The featured image in this post shows two forecasting approaches: one that tries to predict when demand happens (the yellow line), and the other one that tries capturing the structure of the demand and extrapolates it (the blue line). The green line shows the values in the holdout, and the RMSE indicates the error of the two approaches. Apparently, the straight line is better in this example. Let’s discuss why.
Just a reminder, intermittent demand is the demand that happens at irregular frequency. By definition, we cannot know when a person will come to our store and buy the product. We operate with probabilities in this case, and can say sometimes that the probability of purchase goes up or down due to some factors (seasonality, holidays, promotion etc). When a spherical ML expert in vacuum hears about probability, the first thing that pops to their mind is the “decision boundary” for classification task. Why not set some threshold and say that if the probability is higher than that, the product will be bought and in the other case it won’t?
Well, while this works in classification, it typically doesn’t make sense in demand forecasting.
First, there’s not much structure to capture in intermittent demand besides the basic level, external factors, such as promotions and calendar effects, and occasional trend. Yes, some of them might change the probability of occurrence, and, for example, show that a product will be bought on Monday with 90% probability. This still does not mean that the product will be indeed bought. Saying that it will is just informed guessing, not forecasting.
Second, point forecast is supposed to capture the structure and filter out the noise (see this post). In case of intermittent demand, the structure consists of two parts: expected occurrence (probability) and demand sizes. If we substitute the probability with zeroes and ones based on some threshold, we’ll end up overfitting the noise, but on a different level than usually: the future is uncertain and we can never say for sure what will happen and when, yet we would be playing a guessing game, hoping to be correct. It is like tossing a coin, trying to guess how it will land next time. If you want to have an expectation in that experiment, you should have probability, not a sequence of zeroes and ones.

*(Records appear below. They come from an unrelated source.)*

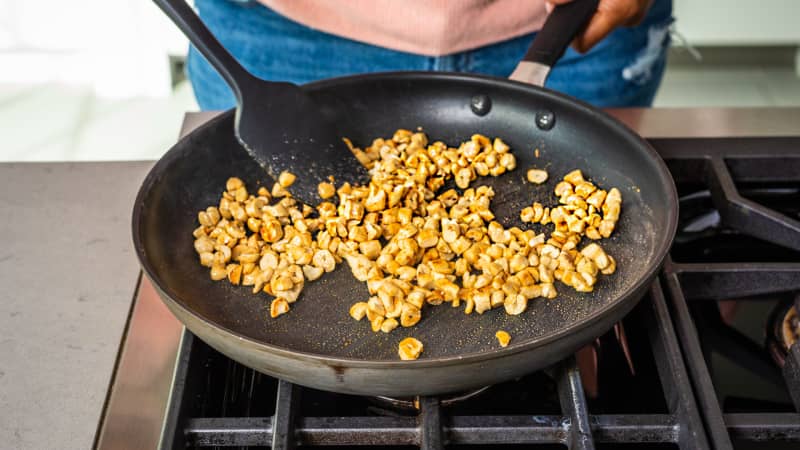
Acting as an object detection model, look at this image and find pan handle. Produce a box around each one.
[509,0,600,87]
[153,0,257,105]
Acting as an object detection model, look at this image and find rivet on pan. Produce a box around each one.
[469,94,492,116]
[536,111,556,131]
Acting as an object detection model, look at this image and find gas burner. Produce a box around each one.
[368,386,491,412]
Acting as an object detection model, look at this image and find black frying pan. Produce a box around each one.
[133,0,677,395]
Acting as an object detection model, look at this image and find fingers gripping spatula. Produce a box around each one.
[154,0,369,205]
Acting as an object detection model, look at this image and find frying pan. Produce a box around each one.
[133,0,678,396]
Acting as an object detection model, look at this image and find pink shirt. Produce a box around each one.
[259,0,547,56]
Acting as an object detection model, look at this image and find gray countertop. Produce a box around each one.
[0,108,800,449]
[0,162,153,449]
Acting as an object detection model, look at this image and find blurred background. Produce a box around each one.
[0,0,800,161]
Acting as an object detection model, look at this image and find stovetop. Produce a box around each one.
[95,110,800,449]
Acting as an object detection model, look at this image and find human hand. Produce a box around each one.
[545,0,653,53]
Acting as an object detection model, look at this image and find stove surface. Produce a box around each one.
[98,110,800,449]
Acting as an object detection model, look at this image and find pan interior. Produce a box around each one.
[134,76,671,361]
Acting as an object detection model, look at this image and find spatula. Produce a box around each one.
[154,0,369,205]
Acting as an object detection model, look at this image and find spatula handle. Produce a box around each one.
[509,0,600,86]
[153,0,255,104]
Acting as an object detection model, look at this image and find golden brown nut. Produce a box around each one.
[526,169,547,184]
[397,337,423,361]
[269,298,289,319]
[494,330,511,347]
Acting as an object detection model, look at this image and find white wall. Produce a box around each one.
[0,0,800,97]
[0,0,187,97]
[673,0,800,46]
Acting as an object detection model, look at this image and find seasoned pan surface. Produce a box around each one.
[133,73,677,394]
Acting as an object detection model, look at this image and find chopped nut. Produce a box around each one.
[494,330,511,347]
[397,337,423,361]
[269,298,289,319]
[527,169,547,184]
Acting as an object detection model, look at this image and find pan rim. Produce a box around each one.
[132,71,678,369]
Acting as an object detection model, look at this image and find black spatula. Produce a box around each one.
[154,0,369,205]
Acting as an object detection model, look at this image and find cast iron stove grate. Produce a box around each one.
[162,138,800,449]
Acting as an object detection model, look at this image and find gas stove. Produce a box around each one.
[92,110,800,449]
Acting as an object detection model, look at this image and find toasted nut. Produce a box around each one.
[350,302,367,320]
[211,264,228,281]
[541,283,558,299]
[503,294,528,316]
[417,228,439,248]
[381,318,399,333]
[519,206,534,223]
[369,316,384,333]
[225,264,242,285]
[346,250,374,281]
[564,169,584,186]
[225,177,244,192]
[278,170,297,188]
[397,337,423,361]
[500,153,517,173]
[312,250,336,272]
[494,330,511,347]
[597,220,616,238]
[527,169,547,184]
[317,181,336,200]
[400,302,422,327]
[269,298,289,319]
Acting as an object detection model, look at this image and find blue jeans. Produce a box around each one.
[187,0,673,110]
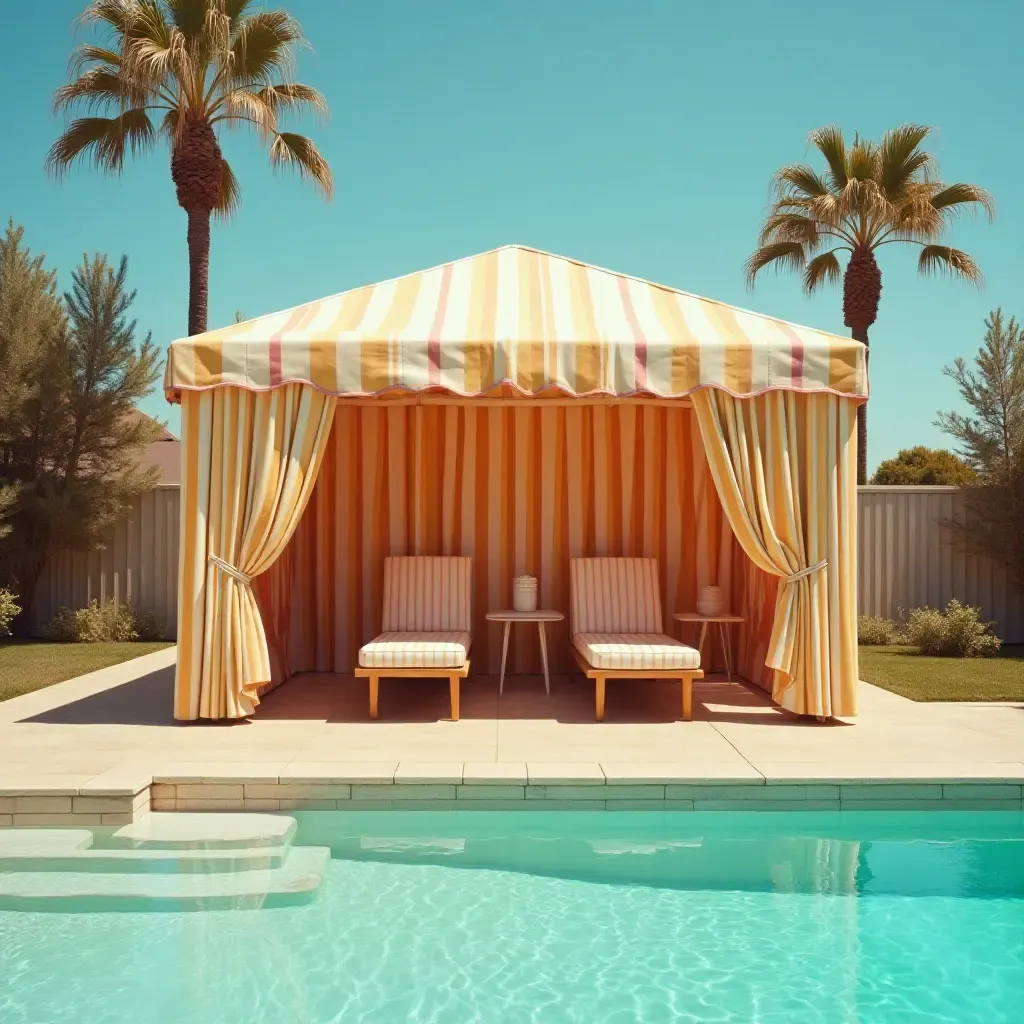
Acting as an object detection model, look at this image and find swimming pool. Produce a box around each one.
[0,812,1024,1024]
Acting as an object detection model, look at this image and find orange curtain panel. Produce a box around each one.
[693,389,857,716]
[174,384,337,719]
[260,401,774,681]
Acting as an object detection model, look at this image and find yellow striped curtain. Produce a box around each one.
[261,400,774,682]
[693,389,857,717]
[174,384,337,719]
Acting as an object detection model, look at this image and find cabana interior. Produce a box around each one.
[166,246,866,720]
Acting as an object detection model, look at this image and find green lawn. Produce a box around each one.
[0,640,171,700]
[860,644,1024,700]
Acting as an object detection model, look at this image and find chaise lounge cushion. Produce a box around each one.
[359,630,469,669]
[572,633,700,672]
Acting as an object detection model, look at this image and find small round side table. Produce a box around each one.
[672,611,746,683]
[487,608,565,694]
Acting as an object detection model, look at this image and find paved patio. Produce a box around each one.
[0,648,1024,792]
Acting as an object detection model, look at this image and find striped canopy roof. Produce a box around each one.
[165,246,867,400]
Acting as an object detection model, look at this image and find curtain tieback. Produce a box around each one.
[209,555,253,587]
[782,558,828,583]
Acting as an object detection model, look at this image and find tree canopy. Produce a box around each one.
[938,309,1024,588]
[0,224,160,632]
[871,444,978,487]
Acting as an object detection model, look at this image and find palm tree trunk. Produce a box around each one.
[851,330,870,486]
[843,247,882,485]
[186,208,210,335]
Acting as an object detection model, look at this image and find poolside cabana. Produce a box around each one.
[166,246,867,720]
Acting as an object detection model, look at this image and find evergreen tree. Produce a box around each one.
[0,233,160,633]
[871,444,978,487]
[0,221,61,544]
[938,309,1024,588]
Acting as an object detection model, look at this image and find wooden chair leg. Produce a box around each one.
[449,676,459,722]
[368,676,381,718]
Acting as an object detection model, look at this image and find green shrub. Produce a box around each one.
[857,615,899,647]
[0,588,22,637]
[75,600,118,643]
[906,600,1001,657]
[46,600,166,643]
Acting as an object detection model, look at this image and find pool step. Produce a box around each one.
[111,811,296,850]
[0,846,331,910]
[0,828,92,856]
[0,846,290,874]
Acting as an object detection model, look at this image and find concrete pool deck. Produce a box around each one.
[0,648,1024,826]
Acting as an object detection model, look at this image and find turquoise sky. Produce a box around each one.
[0,0,1024,465]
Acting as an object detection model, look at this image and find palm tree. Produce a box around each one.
[47,0,333,334]
[745,125,995,483]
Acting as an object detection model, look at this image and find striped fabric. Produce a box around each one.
[693,391,858,717]
[381,555,473,630]
[572,633,700,671]
[174,384,337,719]
[261,401,777,688]
[165,246,867,400]
[359,626,469,669]
[569,558,663,634]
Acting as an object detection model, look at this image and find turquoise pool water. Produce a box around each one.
[0,812,1024,1024]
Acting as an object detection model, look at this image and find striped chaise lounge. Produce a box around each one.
[569,558,703,722]
[355,555,473,722]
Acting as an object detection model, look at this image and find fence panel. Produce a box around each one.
[857,485,1024,643]
[33,486,178,637]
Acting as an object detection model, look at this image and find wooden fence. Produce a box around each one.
[857,485,1024,643]
[28,486,1024,643]
[33,485,178,638]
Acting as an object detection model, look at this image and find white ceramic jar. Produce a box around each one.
[512,577,537,611]
[697,587,725,615]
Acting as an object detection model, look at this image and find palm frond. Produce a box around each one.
[163,0,208,39]
[121,3,196,87]
[810,125,848,188]
[160,106,181,145]
[929,181,995,220]
[46,108,154,175]
[918,246,984,285]
[878,124,935,202]
[846,135,879,183]
[772,164,828,199]
[759,210,821,248]
[68,43,121,78]
[79,0,137,36]
[256,82,327,116]
[227,10,304,85]
[220,89,278,139]
[213,160,242,220]
[804,250,843,295]
[743,242,807,288]
[270,132,334,199]
[53,67,131,112]
[223,0,253,29]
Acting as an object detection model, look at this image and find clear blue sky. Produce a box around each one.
[0,0,1024,465]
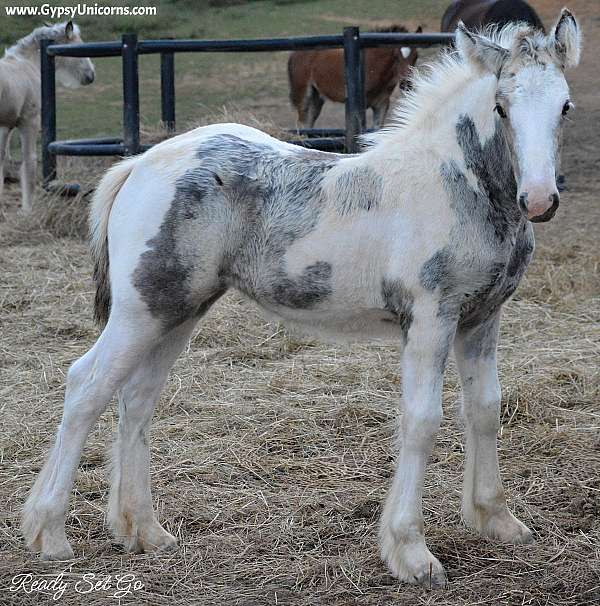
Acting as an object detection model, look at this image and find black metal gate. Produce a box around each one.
[41,27,454,186]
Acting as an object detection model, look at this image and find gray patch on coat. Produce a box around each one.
[419,247,463,319]
[335,166,383,215]
[450,116,522,242]
[273,261,332,309]
[459,309,500,360]
[133,164,225,329]
[420,116,533,329]
[381,278,415,339]
[134,135,338,328]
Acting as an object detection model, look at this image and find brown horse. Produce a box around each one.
[441,0,545,32]
[288,25,423,128]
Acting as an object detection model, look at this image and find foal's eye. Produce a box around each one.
[562,101,573,116]
[494,103,506,118]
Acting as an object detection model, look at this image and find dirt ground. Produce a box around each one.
[0,0,600,606]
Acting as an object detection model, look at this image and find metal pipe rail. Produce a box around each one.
[41,27,454,186]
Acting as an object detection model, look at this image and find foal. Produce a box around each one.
[0,21,94,211]
[22,10,580,586]
[288,25,423,128]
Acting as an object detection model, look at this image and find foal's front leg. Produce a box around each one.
[19,123,38,212]
[380,304,453,587]
[454,313,531,543]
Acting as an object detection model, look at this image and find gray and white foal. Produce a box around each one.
[0,21,94,211]
[23,10,580,586]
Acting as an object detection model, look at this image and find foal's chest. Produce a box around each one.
[459,219,534,327]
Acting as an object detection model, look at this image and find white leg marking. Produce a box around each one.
[454,314,532,543]
[379,305,452,588]
[21,311,162,559]
[19,125,38,212]
[0,127,10,198]
[108,319,196,553]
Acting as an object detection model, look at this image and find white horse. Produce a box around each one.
[0,21,94,212]
[22,9,580,586]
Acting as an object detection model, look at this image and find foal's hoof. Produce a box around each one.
[40,542,75,561]
[381,533,446,589]
[123,522,177,553]
[467,508,533,545]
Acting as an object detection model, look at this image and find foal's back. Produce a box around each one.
[441,0,544,32]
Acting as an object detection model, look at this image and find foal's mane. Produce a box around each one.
[362,23,550,148]
[4,22,79,57]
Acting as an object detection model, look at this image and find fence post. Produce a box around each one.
[121,34,140,156]
[160,47,175,133]
[344,27,366,153]
[40,38,56,187]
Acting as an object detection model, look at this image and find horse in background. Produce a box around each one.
[22,9,581,587]
[288,25,423,128]
[0,21,94,212]
[440,0,546,33]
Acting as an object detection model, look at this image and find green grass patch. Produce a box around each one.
[0,0,447,138]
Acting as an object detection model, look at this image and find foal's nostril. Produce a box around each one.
[531,194,560,223]
[519,194,527,214]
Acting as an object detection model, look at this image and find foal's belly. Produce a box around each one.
[258,302,402,343]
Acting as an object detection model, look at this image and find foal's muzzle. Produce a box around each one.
[519,193,560,223]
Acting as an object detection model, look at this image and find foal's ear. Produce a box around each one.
[548,8,581,69]
[455,21,510,76]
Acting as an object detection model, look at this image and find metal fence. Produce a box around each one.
[41,27,454,186]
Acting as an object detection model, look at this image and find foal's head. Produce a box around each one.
[52,21,95,88]
[456,9,581,222]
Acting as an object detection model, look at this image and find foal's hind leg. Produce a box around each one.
[108,318,206,552]
[21,310,163,559]
[454,313,531,543]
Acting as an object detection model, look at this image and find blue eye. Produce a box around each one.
[494,103,506,118]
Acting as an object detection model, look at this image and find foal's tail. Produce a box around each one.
[89,157,138,326]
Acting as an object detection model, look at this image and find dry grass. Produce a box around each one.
[0,3,600,606]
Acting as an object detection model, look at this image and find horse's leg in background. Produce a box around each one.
[379,299,454,587]
[454,312,531,543]
[373,97,390,129]
[21,306,164,559]
[19,122,38,212]
[300,85,325,128]
[108,312,215,552]
[0,126,10,198]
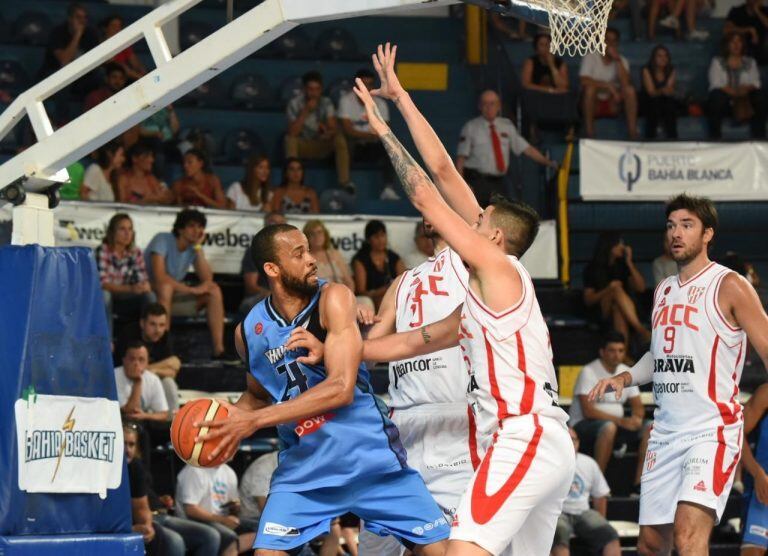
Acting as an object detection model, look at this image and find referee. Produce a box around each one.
[456,90,558,207]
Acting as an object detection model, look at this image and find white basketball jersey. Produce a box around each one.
[459,256,568,437]
[389,248,467,409]
[651,263,747,432]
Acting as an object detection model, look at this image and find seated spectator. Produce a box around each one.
[284,71,354,193]
[551,429,621,556]
[176,464,258,556]
[85,62,125,110]
[640,45,677,139]
[173,149,231,208]
[579,28,638,139]
[238,212,286,315]
[707,33,766,139]
[403,220,435,268]
[146,209,228,360]
[96,212,154,331]
[114,303,181,413]
[584,232,651,342]
[723,0,768,65]
[648,0,709,41]
[303,220,355,291]
[101,14,147,81]
[521,33,577,141]
[227,155,273,212]
[352,220,405,311]
[339,69,400,200]
[272,158,320,214]
[80,141,125,203]
[117,141,174,205]
[568,331,650,486]
[115,341,168,422]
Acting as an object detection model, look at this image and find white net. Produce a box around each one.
[542,0,612,56]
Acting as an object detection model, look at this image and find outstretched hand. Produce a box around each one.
[371,43,405,101]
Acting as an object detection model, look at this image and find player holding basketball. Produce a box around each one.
[196,224,449,556]
[590,195,768,556]
[344,45,574,556]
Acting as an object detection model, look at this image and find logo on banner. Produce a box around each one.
[619,147,642,191]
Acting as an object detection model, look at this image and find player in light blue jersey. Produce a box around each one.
[741,384,768,556]
[199,224,450,556]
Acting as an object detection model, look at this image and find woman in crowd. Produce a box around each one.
[173,149,226,208]
[707,33,766,139]
[584,232,651,350]
[96,212,155,331]
[80,142,125,202]
[227,155,272,212]
[352,220,405,310]
[271,158,320,214]
[640,45,677,139]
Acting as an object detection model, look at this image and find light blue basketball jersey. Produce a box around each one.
[242,281,407,492]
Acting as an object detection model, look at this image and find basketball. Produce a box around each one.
[171,398,234,467]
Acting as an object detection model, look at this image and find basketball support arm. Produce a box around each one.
[0,0,458,245]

Third and most important, working with intermittent demand, we typically want to solve a specific problem. The classical example is inventory management, in which case we don’t care whether customers will come and buy our product on Monday, instead of Tuesday. We care about having enough product on shelves to satisfy customers throughout a period of time, while our product is being delivered (lead time). So, the goal in this case is to identify the appropriate safety stock level based on the current stock and thus get an estimate of the demand over lead time, not to predict when people come and how much they will buy. Focusing on the point forecast in this setting is a futile task.
So, when working with intermittent demand, don’t waste your time on trying to forecast when the demand will happen. Focus instead on getting the structure correctly and then understanding what is needed by decision makers and how it will be used.